Benjamin Franklin's "Drinkers Dictionary"
Joel S. Berson
Berson at ATT.NET
Sat Jun 3 04:49:24 UTC 2006
For those on this list who may have been puzzled by my questions last
year about the slang of drinking in the eighteenth century and
earlier, I refer you to my article "The Source for Benjamin
Franklin's 'The Drinkers Dictionary' (and Was It Mather Byles?)", in
the Summer 2006 issue of American Speech. The "Drinkers Dictionary"
is no longer Franklin's (abstract below).
I would like to thank those on this list whose help I have
received--in particular, Jesse Sheidlower, Jonathan Lighter, Doug
Wilson, and Stephen Goranson. I apologize if I have overlooked anyone else.

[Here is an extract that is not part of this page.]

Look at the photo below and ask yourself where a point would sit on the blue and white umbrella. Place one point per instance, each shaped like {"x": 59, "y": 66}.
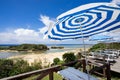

ABSTRACT: "The Drinkers Dictionary," a list of 229 expressions
describing someone who is inebriated, is commonly attributed to
Benjamin Franklin; a Pennsylvania Gazette article of January 13, 1737
(1736 Old Style), is credited as its first publication. There is,
however, an earlier publication of a very similar word list in the
New England Weekly Journal of July 6, 1736. The two word lists are
largely identical; however, differences in the lists and the
accompanying essays indicate that "The Drinkers Dictionary"
originated in Boston and suggest that Franklin's 1722 Silence Dogood
essay in the New-England Courant was not the primary genesis for
either word list. Thus, Franklin was not the earliest publisher and
most likely not the principal compiler of the word list. Possible New
England authors of the NEWJ essay and its dictionary are Mather
Byles, Joseph Green, and John Colman.